Sir John Lavery
One of 'the Glasgow Boys', John Lavery was born in Belfast in 1856. His father was an unsuccessful publican. After the family moved to Glasgow, he was apprenticed to a photographer. His experience here was to prove useful in his busy portrait practice later. He had his first art classes at the Haldane Academy in Glasgow and from there he went to London although he failed to gain entry to the Royal Academy. In 1881 he attended the Académie Julian in Paris where he was taught by Bourguereau although there is little evidence of this in his art. A visit to Grez in 1884 led to his acquaintance with Frank O'Meara and other member's of the artists' colony there. Under their influence, Lavery abandoned his studies of nudes à la Bourguereau and looked to artists like Bastien-Lepage instead. Although influenced by Lepage, Lavery was more interested in scenes of leisure and luxury 'en plein air' than in the working lives of the French peasants. In this he was more in tune with the Impressionists but Lavery's palette is darker in tone than theirs and eschews their brilliance. He was also more interested in formal composition than the Impressionists although he did submit himself to the more decorative approach of Whistler after his returned to London in the 1890s.
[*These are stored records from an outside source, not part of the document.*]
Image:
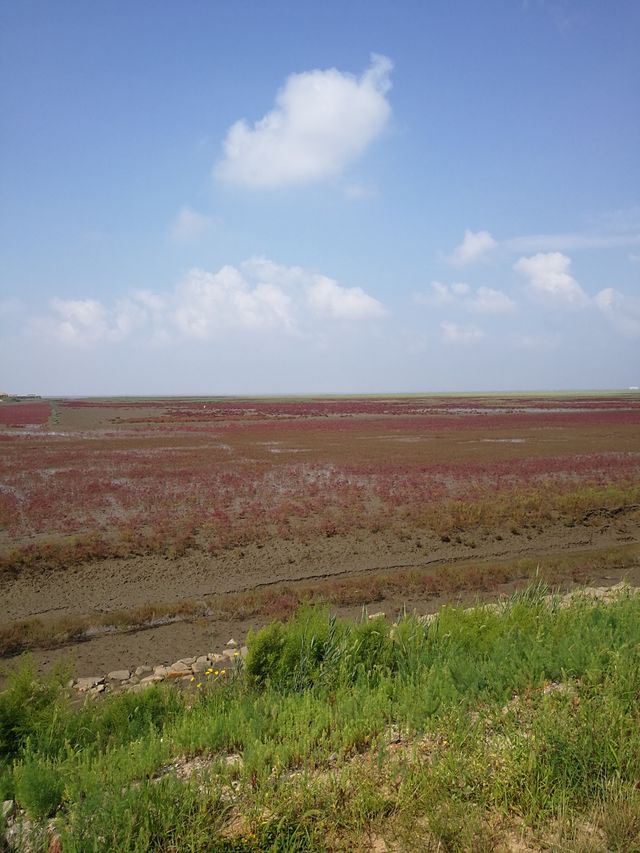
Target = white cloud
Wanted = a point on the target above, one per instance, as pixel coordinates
(328, 299)
(214, 302)
(452, 333)
(259, 296)
(321, 122)
(484, 300)
(474, 245)
(549, 279)
(622, 311)
(189, 225)
(83, 322)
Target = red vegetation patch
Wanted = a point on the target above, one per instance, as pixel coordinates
(24, 414)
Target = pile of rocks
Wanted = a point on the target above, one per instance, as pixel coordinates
(186, 671)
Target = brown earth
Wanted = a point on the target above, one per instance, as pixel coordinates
(112, 585)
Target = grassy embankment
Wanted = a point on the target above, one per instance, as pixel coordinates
(466, 732)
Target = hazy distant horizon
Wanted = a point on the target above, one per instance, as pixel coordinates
(440, 195)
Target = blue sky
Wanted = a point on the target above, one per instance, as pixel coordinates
(248, 197)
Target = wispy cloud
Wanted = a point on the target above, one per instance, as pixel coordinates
(321, 122)
(550, 281)
(258, 296)
(481, 300)
(453, 333)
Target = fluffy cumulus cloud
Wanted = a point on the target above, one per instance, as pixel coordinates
(327, 299)
(550, 281)
(453, 333)
(474, 246)
(482, 300)
(321, 122)
(189, 225)
(623, 312)
(258, 296)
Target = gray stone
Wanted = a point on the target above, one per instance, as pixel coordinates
(85, 684)
(119, 675)
(151, 679)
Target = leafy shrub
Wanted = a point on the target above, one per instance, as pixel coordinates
(39, 788)
(27, 708)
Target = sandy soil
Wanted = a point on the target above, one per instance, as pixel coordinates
(107, 585)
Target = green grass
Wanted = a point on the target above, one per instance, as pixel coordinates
(460, 733)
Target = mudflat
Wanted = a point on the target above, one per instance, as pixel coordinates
(195, 519)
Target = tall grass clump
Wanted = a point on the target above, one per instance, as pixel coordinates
(451, 732)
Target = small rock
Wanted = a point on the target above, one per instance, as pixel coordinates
(85, 684)
(151, 679)
(119, 675)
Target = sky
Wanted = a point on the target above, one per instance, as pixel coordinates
(293, 197)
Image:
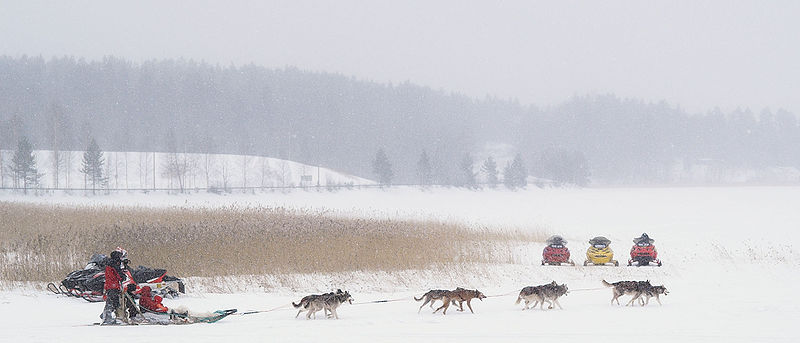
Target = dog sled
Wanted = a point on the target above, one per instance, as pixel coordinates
(556, 252)
(600, 253)
(643, 252)
(87, 283)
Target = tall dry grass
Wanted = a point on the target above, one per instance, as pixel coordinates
(45, 242)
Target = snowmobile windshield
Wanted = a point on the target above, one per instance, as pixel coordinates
(599, 241)
(556, 240)
(96, 261)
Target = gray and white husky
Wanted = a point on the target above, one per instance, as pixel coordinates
(328, 303)
(651, 292)
(543, 293)
(433, 295)
(302, 305)
(636, 289)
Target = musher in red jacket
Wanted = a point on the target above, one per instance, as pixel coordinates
(113, 286)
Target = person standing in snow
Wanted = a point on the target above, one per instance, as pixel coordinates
(112, 286)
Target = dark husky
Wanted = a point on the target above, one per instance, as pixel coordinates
(543, 293)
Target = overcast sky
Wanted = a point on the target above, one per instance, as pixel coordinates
(697, 54)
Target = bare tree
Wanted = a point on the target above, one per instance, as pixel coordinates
(225, 174)
(175, 165)
(92, 166)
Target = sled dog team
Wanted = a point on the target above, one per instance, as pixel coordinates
(538, 295)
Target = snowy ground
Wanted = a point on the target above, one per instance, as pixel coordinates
(731, 266)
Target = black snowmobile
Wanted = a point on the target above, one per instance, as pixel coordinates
(87, 283)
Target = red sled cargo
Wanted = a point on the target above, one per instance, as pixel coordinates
(556, 252)
(643, 252)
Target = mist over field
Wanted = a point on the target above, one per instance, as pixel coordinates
(260, 158)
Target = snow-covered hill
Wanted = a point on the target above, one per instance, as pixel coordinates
(137, 170)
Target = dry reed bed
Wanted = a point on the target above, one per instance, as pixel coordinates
(45, 242)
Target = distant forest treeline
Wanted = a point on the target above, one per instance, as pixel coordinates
(341, 122)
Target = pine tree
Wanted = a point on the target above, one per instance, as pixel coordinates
(467, 173)
(489, 168)
(23, 165)
(515, 175)
(92, 166)
(382, 168)
(424, 170)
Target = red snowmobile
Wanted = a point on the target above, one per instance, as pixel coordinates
(643, 252)
(556, 252)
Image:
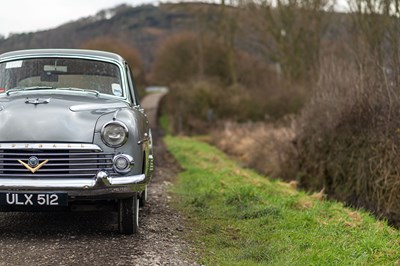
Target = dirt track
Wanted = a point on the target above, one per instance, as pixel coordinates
(93, 239)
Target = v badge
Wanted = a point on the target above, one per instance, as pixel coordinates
(33, 169)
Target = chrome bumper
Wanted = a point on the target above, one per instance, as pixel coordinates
(101, 184)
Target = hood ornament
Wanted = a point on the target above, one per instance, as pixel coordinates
(37, 101)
Lavery always wanted to be a portrait painter although his earliest successes were with landscapes, picking up prizes at the Paris Salon for such pictures as 'The Tennis Party'. When Queen Victoria sat for him, however, his success as a fashionable portraitist was assured. He bought a house in Tangiers in the early years of the 20th century and wintered there, returning to paint society and political portraits in England and Ireland and continuing to visit France and the Continent. His marriage to Hazel Trudeau in 1910 confirmed his place at the centre of Edwardian society. In 1917 he was appointed Official War Artist to the Royal Navy and was knighted the following year. He visited Ireland frequently during the 1920s recording important moments in the history of the new state and the faces of some of those most prominent in its evolution and subsequent administration. He came to live in Ireland after his wife's death and died in Co. Kilkenny in 1941.